Le reste du cortège symptomatique est variable selon l’affection causale. L’identification d’une hypertension portale chez un animal jeune doit faire prioritairement considérer une hypoplasie de la veine porte, une fistule artério-veineuse ou une hépatopathie du jeune (hépatite lobulaire dissécante en premier lieu). Dans les autres cas, l’hypertension portale se développe plus habituellement chez des animaux adultes ou âgés. Lors d’hépatopathie chronique, des manifestations précoces, telles que la constitution d’un épanchement abdominal subclinique ou des signes d’hypertension portale, sont à rechercher via les méthodes d’imagerie médicale (flux hépatofuge à l’examen doppler, augmentation de la taille de la veine porte, etc.).
> Les causes sont à identifier.
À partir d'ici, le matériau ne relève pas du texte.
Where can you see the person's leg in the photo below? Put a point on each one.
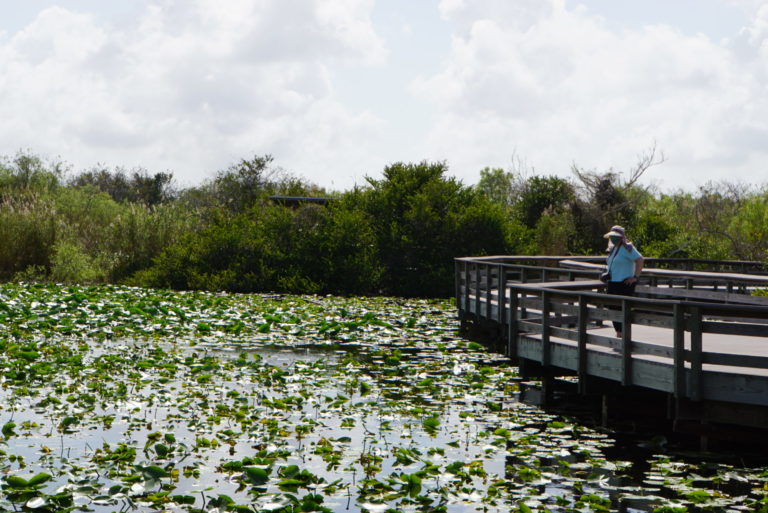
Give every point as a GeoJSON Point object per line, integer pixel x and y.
{"type": "Point", "coordinates": [619, 289]}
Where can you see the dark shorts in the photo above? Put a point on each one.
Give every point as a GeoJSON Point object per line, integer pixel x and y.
{"type": "Point", "coordinates": [619, 288]}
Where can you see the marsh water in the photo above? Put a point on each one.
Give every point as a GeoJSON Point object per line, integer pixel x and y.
{"type": "Point", "coordinates": [119, 399]}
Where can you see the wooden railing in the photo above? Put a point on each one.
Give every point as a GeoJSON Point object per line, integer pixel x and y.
{"type": "Point", "coordinates": [549, 314]}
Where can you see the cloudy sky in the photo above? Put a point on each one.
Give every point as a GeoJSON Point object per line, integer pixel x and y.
{"type": "Point", "coordinates": [337, 89]}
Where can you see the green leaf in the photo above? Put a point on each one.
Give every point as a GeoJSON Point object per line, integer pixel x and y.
{"type": "Point", "coordinates": [256, 475]}
{"type": "Point", "coordinates": [39, 479]}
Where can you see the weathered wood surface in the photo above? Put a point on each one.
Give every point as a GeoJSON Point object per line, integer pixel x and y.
{"type": "Point", "coordinates": [694, 343]}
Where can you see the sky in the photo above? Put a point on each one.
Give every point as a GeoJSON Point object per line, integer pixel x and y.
{"type": "Point", "coordinates": [336, 90]}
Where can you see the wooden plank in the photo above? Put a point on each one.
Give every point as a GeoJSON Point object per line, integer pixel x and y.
{"type": "Point", "coordinates": [648, 319]}
{"type": "Point", "coordinates": [735, 360]}
{"type": "Point", "coordinates": [647, 348]}
{"type": "Point", "coordinates": [566, 333]}
{"type": "Point", "coordinates": [725, 297]}
{"type": "Point", "coordinates": [565, 285]}
{"type": "Point", "coordinates": [528, 326]}
{"type": "Point", "coordinates": [732, 328]}
{"type": "Point", "coordinates": [600, 340]}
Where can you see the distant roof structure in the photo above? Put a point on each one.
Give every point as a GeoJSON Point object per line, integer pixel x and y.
{"type": "Point", "coordinates": [292, 201]}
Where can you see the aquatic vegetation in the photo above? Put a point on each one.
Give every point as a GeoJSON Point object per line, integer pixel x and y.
{"type": "Point", "coordinates": [118, 398]}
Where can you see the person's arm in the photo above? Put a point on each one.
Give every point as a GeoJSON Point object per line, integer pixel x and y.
{"type": "Point", "coordinates": [639, 263]}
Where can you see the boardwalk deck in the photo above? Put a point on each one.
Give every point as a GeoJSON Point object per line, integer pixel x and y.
{"type": "Point", "coordinates": [699, 337]}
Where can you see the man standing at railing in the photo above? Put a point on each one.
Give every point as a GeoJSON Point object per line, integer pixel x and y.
{"type": "Point", "coordinates": [625, 263]}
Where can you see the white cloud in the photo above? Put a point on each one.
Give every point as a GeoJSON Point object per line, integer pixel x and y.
{"type": "Point", "coordinates": [191, 86]}
{"type": "Point", "coordinates": [556, 85]}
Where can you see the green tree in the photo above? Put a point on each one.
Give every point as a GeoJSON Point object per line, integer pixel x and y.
{"type": "Point", "coordinates": [422, 220]}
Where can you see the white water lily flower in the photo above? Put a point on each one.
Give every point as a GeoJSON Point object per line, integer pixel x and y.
{"type": "Point", "coordinates": [37, 502]}
{"type": "Point", "coordinates": [374, 508]}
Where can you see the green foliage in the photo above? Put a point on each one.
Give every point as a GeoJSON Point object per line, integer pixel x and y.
{"type": "Point", "coordinates": [137, 186]}
{"type": "Point", "coordinates": [543, 195]}
{"type": "Point", "coordinates": [422, 220]}
{"type": "Point", "coordinates": [397, 235]}
{"type": "Point", "coordinates": [310, 249]}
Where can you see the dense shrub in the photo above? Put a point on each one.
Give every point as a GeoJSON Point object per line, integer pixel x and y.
{"type": "Point", "coordinates": [422, 220]}
{"type": "Point", "coordinates": [396, 235]}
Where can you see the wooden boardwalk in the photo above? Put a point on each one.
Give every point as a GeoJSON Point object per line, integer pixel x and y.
{"type": "Point", "coordinates": [697, 336]}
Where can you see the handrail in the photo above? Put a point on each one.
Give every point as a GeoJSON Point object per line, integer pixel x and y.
{"type": "Point", "coordinates": [545, 310]}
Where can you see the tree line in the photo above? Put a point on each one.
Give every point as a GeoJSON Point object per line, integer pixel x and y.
{"type": "Point", "coordinates": [395, 235]}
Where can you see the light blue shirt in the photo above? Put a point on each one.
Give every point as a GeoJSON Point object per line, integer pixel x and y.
{"type": "Point", "coordinates": [621, 262]}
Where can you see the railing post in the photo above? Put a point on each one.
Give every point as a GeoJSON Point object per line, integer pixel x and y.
{"type": "Point", "coordinates": [696, 356]}
{"type": "Point", "coordinates": [457, 277]}
{"type": "Point", "coordinates": [488, 291]}
{"type": "Point", "coordinates": [478, 290]}
{"type": "Point", "coordinates": [582, 341]}
{"type": "Point", "coordinates": [502, 296]}
{"type": "Point", "coordinates": [545, 347]}
{"type": "Point", "coordinates": [626, 343]}
{"type": "Point", "coordinates": [678, 351]}
{"type": "Point", "coordinates": [467, 281]}
{"type": "Point", "coordinates": [513, 330]}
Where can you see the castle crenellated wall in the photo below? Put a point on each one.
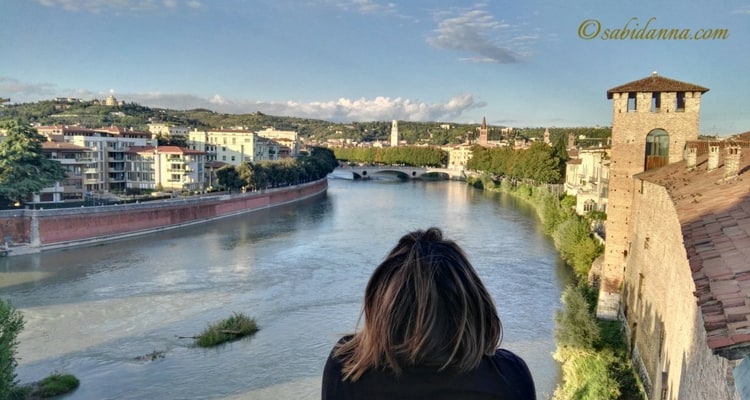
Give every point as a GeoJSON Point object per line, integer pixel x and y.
{"type": "Point", "coordinates": [46, 229]}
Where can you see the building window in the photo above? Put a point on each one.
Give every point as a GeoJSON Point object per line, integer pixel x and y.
{"type": "Point", "coordinates": [680, 101]}
{"type": "Point", "coordinates": [657, 149]}
{"type": "Point", "coordinates": [655, 101]}
{"type": "Point", "coordinates": [632, 103]}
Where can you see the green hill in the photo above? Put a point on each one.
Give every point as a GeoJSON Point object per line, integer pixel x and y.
{"type": "Point", "coordinates": [94, 115]}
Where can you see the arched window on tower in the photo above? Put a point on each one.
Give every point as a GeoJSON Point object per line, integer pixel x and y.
{"type": "Point", "coordinates": [589, 205]}
{"type": "Point", "coordinates": [657, 149]}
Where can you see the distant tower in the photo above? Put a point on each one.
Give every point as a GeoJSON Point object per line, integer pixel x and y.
{"type": "Point", "coordinates": [571, 141]}
{"type": "Point", "coordinates": [652, 120]}
{"type": "Point", "coordinates": [394, 133]}
{"type": "Point", "coordinates": [483, 133]}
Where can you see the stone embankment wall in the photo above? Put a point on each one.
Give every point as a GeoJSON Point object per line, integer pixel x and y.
{"type": "Point", "coordinates": [47, 229]}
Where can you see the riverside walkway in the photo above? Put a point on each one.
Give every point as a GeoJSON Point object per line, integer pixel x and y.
{"type": "Point", "coordinates": [403, 172]}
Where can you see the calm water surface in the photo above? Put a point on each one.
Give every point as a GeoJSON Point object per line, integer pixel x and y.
{"type": "Point", "coordinates": [100, 312]}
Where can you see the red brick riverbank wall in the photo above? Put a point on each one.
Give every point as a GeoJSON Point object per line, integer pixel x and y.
{"type": "Point", "coordinates": [61, 227]}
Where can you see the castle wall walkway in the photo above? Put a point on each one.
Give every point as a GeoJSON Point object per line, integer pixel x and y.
{"type": "Point", "coordinates": [30, 231]}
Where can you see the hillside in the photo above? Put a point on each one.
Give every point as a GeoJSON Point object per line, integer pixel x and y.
{"type": "Point", "coordinates": [92, 114]}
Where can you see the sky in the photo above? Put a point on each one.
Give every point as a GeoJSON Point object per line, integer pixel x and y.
{"type": "Point", "coordinates": [537, 63]}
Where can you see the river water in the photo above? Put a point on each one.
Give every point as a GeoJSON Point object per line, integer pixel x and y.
{"type": "Point", "coordinates": [112, 314]}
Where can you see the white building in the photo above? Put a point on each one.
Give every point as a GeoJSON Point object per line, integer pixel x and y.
{"type": "Point", "coordinates": [288, 139]}
{"type": "Point", "coordinates": [394, 133]}
{"type": "Point", "coordinates": [587, 178]}
{"type": "Point", "coordinates": [233, 146]}
{"type": "Point", "coordinates": [168, 168]}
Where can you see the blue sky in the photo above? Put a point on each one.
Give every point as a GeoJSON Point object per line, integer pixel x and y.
{"type": "Point", "coordinates": [516, 63]}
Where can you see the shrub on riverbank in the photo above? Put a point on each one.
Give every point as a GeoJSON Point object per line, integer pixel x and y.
{"type": "Point", "coordinates": [11, 324]}
{"type": "Point", "coordinates": [570, 231]}
{"type": "Point", "coordinates": [593, 353]}
{"type": "Point", "coordinates": [53, 385]}
{"type": "Point", "coordinates": [238, 325]}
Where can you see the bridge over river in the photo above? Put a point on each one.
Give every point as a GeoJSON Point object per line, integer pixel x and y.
{"type": "Point", "coordinates": [375, 171]}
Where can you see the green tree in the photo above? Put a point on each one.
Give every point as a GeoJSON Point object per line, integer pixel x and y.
{"type": "Point", "coordinates": [11, 324]}
{"type": "Point", "coordinates": [229, 178]}
{"type": "Point", "coordinates": [575, 324]}
{"type": "Point", "coordinates": [23, 168]}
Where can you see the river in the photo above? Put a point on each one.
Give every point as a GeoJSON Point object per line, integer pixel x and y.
{"type": "Point", "coordinates": [111, 314]}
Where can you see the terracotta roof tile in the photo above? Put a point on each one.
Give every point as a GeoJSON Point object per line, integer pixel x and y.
{"type": "Point", "coordinates": [656, 83]}
{"type": "Point", "coordinates": [714, 215]}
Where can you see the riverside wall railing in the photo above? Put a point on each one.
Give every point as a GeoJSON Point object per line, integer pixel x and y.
{"type": "Point", "coordinates": [28, 231]}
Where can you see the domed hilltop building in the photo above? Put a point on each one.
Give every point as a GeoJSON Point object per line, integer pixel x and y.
{"type": "Point", "coordinates": [677, 257]}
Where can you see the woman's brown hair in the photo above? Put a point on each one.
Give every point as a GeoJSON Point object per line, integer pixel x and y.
{"type": "Point", "coordinates": [424, 306]}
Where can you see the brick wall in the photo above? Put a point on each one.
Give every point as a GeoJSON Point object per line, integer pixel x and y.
{"type": "Point", "coordinates": [59, 227]}
{"type": "Point", "coordinates": [629, 132]}
{"type": "Point", "coordinates": [664, 323]}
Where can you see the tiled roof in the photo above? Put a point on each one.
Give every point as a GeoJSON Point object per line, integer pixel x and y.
{"type": "Point", "coordinates": [656, 83]}
{"type": "Point", "coordinates": [714, 214]}
{"type": "Point", "coordinates": [179, 150]}
{"type": "Point", "coordinates": [63, 146]}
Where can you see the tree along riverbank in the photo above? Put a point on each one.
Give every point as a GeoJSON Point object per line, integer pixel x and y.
{"type": "Point", "coordinates": [593, 354]}
{"type": "Point", "coordinates": [31, 231]}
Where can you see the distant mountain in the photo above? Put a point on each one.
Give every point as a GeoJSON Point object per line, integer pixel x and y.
{"type": "Point", "coordinates": [95, 114]}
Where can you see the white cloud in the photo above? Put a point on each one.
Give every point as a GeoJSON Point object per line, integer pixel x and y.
{"type": "Point", "coordinates": [475, 31]}
{"type": "Point", "coordinates": [13, 88]}
{"type": "Point", "coordinates": [99, 6]}
{"type": "Point", "coordinates": [363, 6]}
{"type": "Point", "coordinates": [380, 108]}
{"type": "Point", "coordinates": [341, 110]}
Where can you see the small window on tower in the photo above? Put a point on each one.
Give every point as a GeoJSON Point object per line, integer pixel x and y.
{"type": "Point", "coordinates": [631, 102]}
{"type": "Point", "coordinates": [655, 101]}
{"type": "Point", "coordinates": [680, 101]}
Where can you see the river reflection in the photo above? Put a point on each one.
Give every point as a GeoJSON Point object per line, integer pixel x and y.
{"type": "Point", "coordinates": [98, 312]}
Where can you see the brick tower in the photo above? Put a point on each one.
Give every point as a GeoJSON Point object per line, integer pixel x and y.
{"type": "Point", "coordinates": [652, 120]}
{"type": "Point", "coordinates": [483, 137]}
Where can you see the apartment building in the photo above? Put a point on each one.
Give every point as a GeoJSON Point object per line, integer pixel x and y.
{"type": "Point", "coordinates": [587, 178]}
{"type": "Point", "coordinates": [74, 160]}
{"type": "Point", "coordinates": [106, 168]}
{"type": "Point", "coordinates": [288, 139]}
{"type": "Point", "coordinates": [168, 168]}
{"type": "Point", "coordinates": [233, 146]}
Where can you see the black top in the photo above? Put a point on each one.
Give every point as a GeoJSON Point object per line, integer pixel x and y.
{"type": "Point", "coordinates": [503, 376]}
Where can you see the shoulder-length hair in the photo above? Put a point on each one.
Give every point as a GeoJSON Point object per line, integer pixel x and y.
{"type": "Point", "coordinates": [424, 306]}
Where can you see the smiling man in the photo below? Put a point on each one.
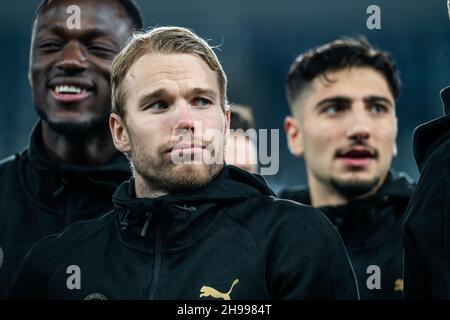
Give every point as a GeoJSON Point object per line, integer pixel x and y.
{"type": "Point", "coordinates": [70, 169]}
{"type": "Point", "coordinates": [342, 97]}
{"type": "Point", "coordinates": [186, 229]}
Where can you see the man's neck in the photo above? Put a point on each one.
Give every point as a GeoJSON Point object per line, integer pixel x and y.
{"type": "Point", "coordinates": [323, 194]}
{"type": "Point", "coordinates": [144, 190]}
{"type": "Point", "coordinates": [90, 149]}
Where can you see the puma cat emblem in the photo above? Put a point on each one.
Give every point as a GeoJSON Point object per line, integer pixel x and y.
{"type": "Point", "coordinates": [398, 285]}
{"type": "Point", "coordinates": [206, 291]}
Il convient en premier lieu d’écarter l’existence d’une insuffisance cardiaque droite. Face à une anomalie hépatique, une biopsie est recommandée. L’imagerie permet d’objectiver une thrombose exerçant une compression sur le système porte ou une malformation artério-veineuse.
> La dernière étape de la démarche consiste à rechercher des complications éventuelles :
– encéphalose hépatique ;
– désordres électrolytiques (hypokaliémie, hyponatrémie) ;
– shunts portosystémiques acquis ;
– ulcères gastriques ;
– saignements digestifs. Les varices œsophagiennes sont fréquentes lors d’hypertension portale chez l’homme. Leur rupture peut conduire à des hémorragies digestives hautes incontrôlables. Elles sont également susceptibles de se développer chez le chien et le chat, mais elles n’ont, le plus souvent, pas de répercussion clinique ;
– modifications de l’hémogramme : microcytose secondaire au développement de shunts portosystémiques acquis ;
– œdème de la paroi stomacale ;
– thrombose de la veine porte.
Un traitement spécifique doit être proposé selon la cause : prise en charge chirurgicale des malformations artério-veineuses, médicale pour l’hépatite chronique, par exemple. L’ascite requiert un traitement non spécifique (spironolactone, 1 à 2 mg/kg/jour ; restriction sodée). De l’oméprazole (1 mg/kg, 2 fois/jour) et du sucralfate (0,5 à 1 g, 2 à 3 fois/jour) peuvent être proposés lors de saignements digestifs.
Le tolvaptan (Samsca®1), un inhibiteur sélectif du récepteur de la vasopressine V2, est susceptible d’être utilisé dans la prise en charge de l’hyponatrémie. Il est utilisé en médecine humaine mais son effet n’est pas documenté chez le chien. Le carvédilol (ß-bloquant) est indiqué lors de vasodilatation splanchnique.
Enfin, des inhibiteurs d’angiogenèse (inhibiteurs de tyrosines kinases) peuvent théoriquement être employés. Cependant, aucune étude ne documente cette indication.